If the entire ceremony isn’t derailed by the death of one old Jesuit scholar, who has come to Dayan, like so many other foreigners, for a brief glimpse of the otherwise closed Celestial Empire. While everyone in the provincial palace is bent on sweeping the crime and the old man’s body under the carpet, Li Du is unwilling to let the truth rest in an untended grave.

Because Li Du, wandering scholar, is certain that the old priest was murdered. He is reluctantly, and with many threats of punishment, given 6 days to find the murderer before the Emperor arrives.

He has barely enough time to solve the case. The questions are the eternal ones, who benefits from this man’s death, and who benefits from covering it up, and most tellingly, who benefits from covering it up in the particular way that it is done. In the process of his investigation, Li Du finds motives upon motives, and a killer lurking in the most unlikely place.

And he very nearly does not find out enough.

Escape Rating A+: This story takes place at an absolutely fascinating point in history. In 1708, the Qing Dynasty, known more popularly in the West as the Manchu Dynasty, was in power. But the days of the previous dynasty, the Ming Dynasty, are still within living memory, although just barely. The Ming and their supporters still considered the Manchu barbarian outsiders, and there were still rebellious impulses. The Yunnan Province, while it had been part of China for centuries, had only been very loosely governed from Beijing until the later Manchu. The previous provincial royal family had been decimated, but they and their adherents were still around.

Also, the wealth of China and its markets was completely closed to the West at this point. The British East India Company was extremely powerful, and was absolutely salivating at the possibility of entering China to engage in their own unique brand of conquest through economic hegemony. The First Opium War is still in the future. Considering the way things were already going in India, resistance may have been futile, but it was well worth fighting.

So the story centers around one of the rare occasions when China was open, if not to the West, then at least to certain select Westerners who could pay tribute to the Emperor and make their case for more access.

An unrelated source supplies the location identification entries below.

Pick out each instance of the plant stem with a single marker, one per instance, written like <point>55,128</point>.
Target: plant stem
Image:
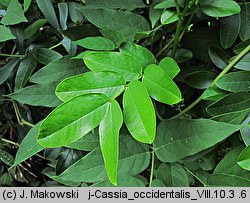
<point>165,47</point>
<point>17,145</point>
<point>152,168</point>
<point>10,142</point>
<point>24,122</point>
<point>11,55</point>
<point>195,176</point>
<point>230,65</point>
<point>57,45</point>
<point>179,25</point>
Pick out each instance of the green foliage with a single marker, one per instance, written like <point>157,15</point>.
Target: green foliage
<point>125,93</point>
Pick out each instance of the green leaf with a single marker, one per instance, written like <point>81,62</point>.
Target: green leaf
<point>160,86</point>
<point>109,139</point>
<point>168,17</point>
<point>105,82</point>
<point>209,161</point>
<point>14,14</point>
<point>229,30</point>
<point>235,82</point>
<point>200,79</point>
<point>114,36</point>
<point>124,22</point>
<point>91,168</point>
<point>170,67</point>
<point>57,71</point>
<point>6,70</point>
<point>241,46</point>
<point>213,93</point>
<point>139,113</point>
<point>96,43</point>
<point>140,53</point>
<point>121,63</point>
<point>233,102</point>
<point>28,146</point>
<point>88,142</point>
<point>63,13</point>
<point>6,157</point>
<point>227,180</point>
<point>157,183</point>
<point>25,69</point>
<point>228,165</point>
<point>183,55</point>
<point>219,8</point>
<point>198,44</point>
<point>127,4</point>
<point>46,56</point>
<point>172,175</point>
<point>26,5</point>
<point>244,159</point>
<point>245,27</point>
<point>32,29</point>
<point>179,138</point>
<point>52,175</point>
<point>67,158</point>
<point>245,132</point>
<point>48,11</point>
<point>37,95</point>
<point>244,63</point>
<point>169,4</point>
<point>73,120</point>
<point>235,118</point>
<point>229,172</point>
<point>219,56</point>
<point>154,15</point>
<point>122,181</point>
<point>5,34</point>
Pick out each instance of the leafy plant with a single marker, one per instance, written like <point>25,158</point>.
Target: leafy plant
<point>124,93</point>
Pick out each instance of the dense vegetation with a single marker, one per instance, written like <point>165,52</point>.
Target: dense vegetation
<point>124,92</point>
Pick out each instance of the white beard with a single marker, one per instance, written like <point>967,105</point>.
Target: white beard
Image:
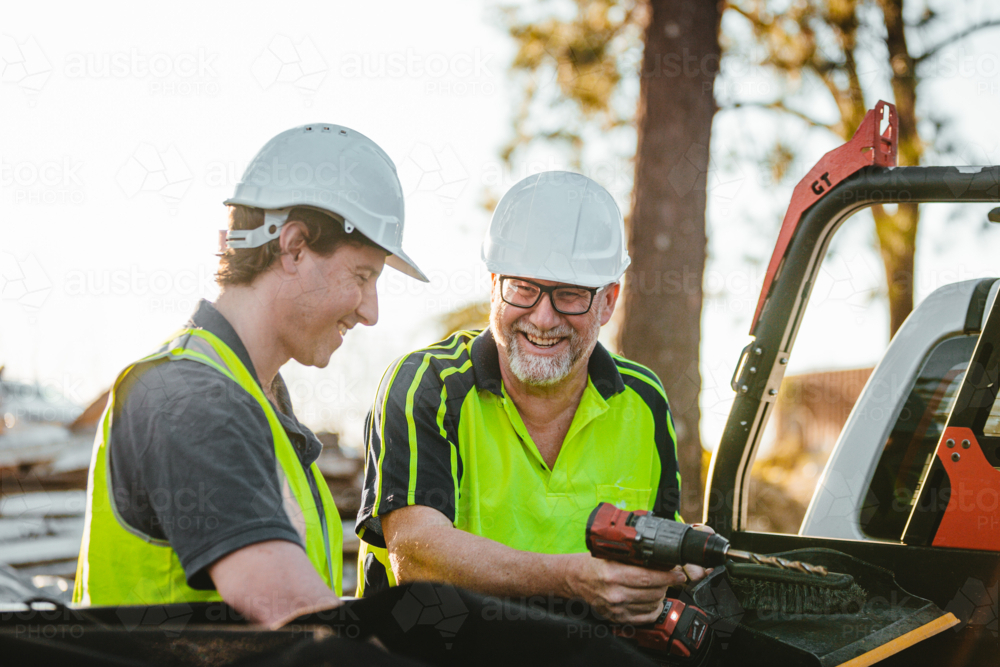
<point>542,371</point>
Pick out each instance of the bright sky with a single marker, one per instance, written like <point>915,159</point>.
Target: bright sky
<point>123,134</point>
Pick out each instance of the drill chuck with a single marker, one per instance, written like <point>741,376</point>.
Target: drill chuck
<point>640,538</point>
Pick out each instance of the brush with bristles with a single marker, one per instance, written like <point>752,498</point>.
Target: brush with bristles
<point>767,588</point>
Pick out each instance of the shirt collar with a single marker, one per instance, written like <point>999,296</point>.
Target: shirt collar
<point>211,320</point>
<point>486,366</point>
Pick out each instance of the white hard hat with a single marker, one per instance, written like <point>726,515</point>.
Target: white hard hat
<point>558,226</point>
<point>327,167</point>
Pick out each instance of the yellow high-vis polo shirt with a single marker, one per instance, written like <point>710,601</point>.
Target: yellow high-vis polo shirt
<point>443,433</point>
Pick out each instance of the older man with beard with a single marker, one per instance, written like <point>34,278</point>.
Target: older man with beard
<point>487,452</point>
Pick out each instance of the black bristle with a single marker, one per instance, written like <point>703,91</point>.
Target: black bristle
<point>767,589</point>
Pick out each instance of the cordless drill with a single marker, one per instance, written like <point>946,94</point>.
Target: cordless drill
<point>642,539</point>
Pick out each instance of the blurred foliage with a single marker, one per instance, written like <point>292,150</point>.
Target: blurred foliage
<point>571,60</point>
<point>475,315</point>
<point>577,67</point>
<point>846,50</point>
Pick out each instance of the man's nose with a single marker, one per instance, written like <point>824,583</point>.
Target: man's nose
<point>544,315</point>
<point>368,310</point>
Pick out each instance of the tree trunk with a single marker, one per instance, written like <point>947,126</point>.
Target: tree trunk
<point>897,234</point>
<point>663,286</point>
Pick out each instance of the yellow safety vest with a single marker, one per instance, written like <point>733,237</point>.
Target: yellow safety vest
<point>120,565</point>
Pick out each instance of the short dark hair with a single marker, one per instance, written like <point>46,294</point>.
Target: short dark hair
<point>324,234</point>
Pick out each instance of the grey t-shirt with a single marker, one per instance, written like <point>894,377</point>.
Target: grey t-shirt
<point>192,457</point>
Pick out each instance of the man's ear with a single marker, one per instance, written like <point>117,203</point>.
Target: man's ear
<point>608,297</point>
<point>293,245</point>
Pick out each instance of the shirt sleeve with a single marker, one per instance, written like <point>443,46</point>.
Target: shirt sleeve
<point>193,463</point>
<point>668,492</point>
<point>409,454</point>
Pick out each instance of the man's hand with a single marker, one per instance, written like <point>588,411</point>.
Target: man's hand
<point>271,583</point>
<point>618,592</point>
<point>696,572</point>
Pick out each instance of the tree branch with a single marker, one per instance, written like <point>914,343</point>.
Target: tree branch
<point>930,53</point>
<point>780,106</point>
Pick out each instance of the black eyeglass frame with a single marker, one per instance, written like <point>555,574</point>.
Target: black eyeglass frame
<point>548,289</point>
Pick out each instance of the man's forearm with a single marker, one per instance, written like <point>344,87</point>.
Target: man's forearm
<point>441,552</point>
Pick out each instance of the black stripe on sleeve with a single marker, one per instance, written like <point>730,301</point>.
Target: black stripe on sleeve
<point>668,492</point>
<point>388,429</point>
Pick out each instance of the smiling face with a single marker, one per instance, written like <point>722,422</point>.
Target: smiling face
<point>329,296</point>
<point>542,347</point>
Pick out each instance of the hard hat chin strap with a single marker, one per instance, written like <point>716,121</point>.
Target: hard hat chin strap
<point>274,220</point>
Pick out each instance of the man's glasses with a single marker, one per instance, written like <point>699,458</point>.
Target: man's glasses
<point>566,300</point>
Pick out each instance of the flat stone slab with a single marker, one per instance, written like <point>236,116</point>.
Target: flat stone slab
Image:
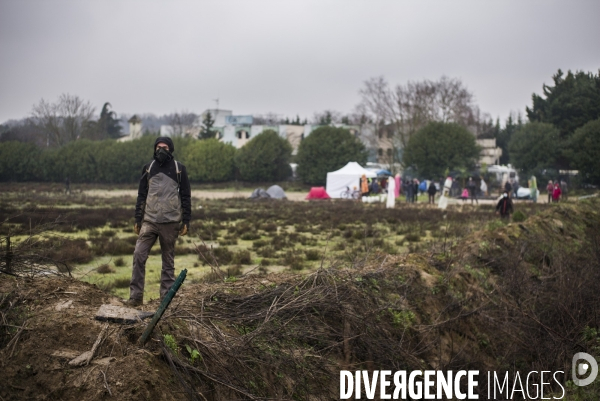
<point>120,314</point>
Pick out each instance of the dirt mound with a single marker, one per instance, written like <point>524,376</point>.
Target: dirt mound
<point>52,322</point>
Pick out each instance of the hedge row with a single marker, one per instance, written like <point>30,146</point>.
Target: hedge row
<point>265,158</point>
<point>110,161</point>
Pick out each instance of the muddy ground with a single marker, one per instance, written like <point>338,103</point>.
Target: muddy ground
<point>518,297</point>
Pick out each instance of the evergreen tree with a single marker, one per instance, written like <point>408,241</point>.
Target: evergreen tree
<point>504,135</point>
<point>569,104</point>
<point>585,152</point>
<point>327,149</point>
<point>535,147</point>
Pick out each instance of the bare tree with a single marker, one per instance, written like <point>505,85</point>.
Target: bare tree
<point>269,118</point>
<point>63,121</point>
<point>406,108</point>
<point>182,123</point>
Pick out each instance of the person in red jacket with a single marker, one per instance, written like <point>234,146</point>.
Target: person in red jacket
<point>556,192</point>
<point>504,207</point>
<point>550,189</point>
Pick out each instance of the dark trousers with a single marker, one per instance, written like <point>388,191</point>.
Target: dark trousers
<point>167,234</point>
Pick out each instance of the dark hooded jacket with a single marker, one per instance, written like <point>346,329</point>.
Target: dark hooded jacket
<point>163,197</point>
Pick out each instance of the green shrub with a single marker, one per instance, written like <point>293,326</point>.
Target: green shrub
<point>519,216</point>
<point>413,237</point>
<point>242,257</point>
<point>312,254</point>
<point>327,149</point>
<point>105,269</point>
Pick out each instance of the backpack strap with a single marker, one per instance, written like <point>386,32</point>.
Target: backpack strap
<point>176,168</point>
<point>148,171</point>
<point>178,175</point>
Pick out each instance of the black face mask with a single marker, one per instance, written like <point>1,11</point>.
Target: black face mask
<point>162,155</point>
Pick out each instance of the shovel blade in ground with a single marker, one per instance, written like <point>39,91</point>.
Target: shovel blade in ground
<point>120,314</point>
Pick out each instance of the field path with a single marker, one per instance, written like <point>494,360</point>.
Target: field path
<point>115,193</point>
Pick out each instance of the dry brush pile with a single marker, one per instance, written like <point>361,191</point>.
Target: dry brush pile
<point>518,297</point>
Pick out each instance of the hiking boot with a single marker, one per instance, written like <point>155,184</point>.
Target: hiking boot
<point>134,302</point>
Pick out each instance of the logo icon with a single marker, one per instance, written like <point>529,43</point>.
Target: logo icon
<point>580,369</point>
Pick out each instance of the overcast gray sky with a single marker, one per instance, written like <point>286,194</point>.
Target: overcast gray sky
<point>284,56</point>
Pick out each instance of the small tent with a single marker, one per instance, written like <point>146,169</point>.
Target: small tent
<point>276,192</point>
<point>317,193</point>
<point>346,177</point>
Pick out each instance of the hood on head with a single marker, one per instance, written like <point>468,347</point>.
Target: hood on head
<point>167,140</point>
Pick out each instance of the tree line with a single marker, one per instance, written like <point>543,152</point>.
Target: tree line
<point>429,128</point>
<point>266,157</point>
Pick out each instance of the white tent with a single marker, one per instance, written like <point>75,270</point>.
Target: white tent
<point>346,177</point>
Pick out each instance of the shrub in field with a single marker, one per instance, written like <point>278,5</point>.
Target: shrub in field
<point>312,254</point>
<point>269,227</point>
<point>235,270</point>
<point>259,244</point>
<point>413,237</point>
<point>242,257</point>
<point>265,157</point>
<point>210,161</point>
<point>105,269</point>
<point>70,251</point>
<point>222,255</point>
<point>250,236</point>
<point>19,161</point>
<point>327,149</point>
<point>266,252</point>
<point>114,246</point>
<point>122,282</point>
<point>519,216</point>
<point>294,260</point>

And because this festival is taking place in a far-flung province, there is even more opportunity than usual for nefarious double-dealings and attempts to change the state of affairs, or overthrow them all together. It is also an unprecedented opportunity for officials in the province to have a chance to catch the eye of the Emperor, and perhaps gain future influence and position back in the capital.

In other words, everyone is a stranger or an outsider, security is in disarray, and every man and woman is out for their own interests. It’s a great place for a murderer to hide in plain sight.

Li Du is both a fascinating and an enigmatic character. We know very little about him, only that he has been exiled from the capital for not being rigorous enough in his observations of researchers working in the library. But his exile has put him in the position of being both an insider and an outsider in his cousin’s province. Li Du knows the things that are supposed to be said in public, as opposed to what is known and believed in private, but he is also in a position where he doesn’t have to care. He’s already been punished.

He serves the truth. And he rightfully fears that if the death of the old Jesuit was murder, that sweeping his death under the carpet leaves a murderer on the loose. He is a dogged investigator, but he has no modern forensics to work with. So in the end, he studies the crime, it’s motives, and even more, the motives for covering it up. In the end, it is all about stories. Not just because his friend and assistant is a professional storytelling, but because it is the way that this crime is meant to tell a particular story in a particular way that leads to the killer.

That it just doesn’t lead far enough makes for a surprising, and surprisingly satisfying, conclusion to the mystery, and finally wraps all of the events and their motives into a neat little package.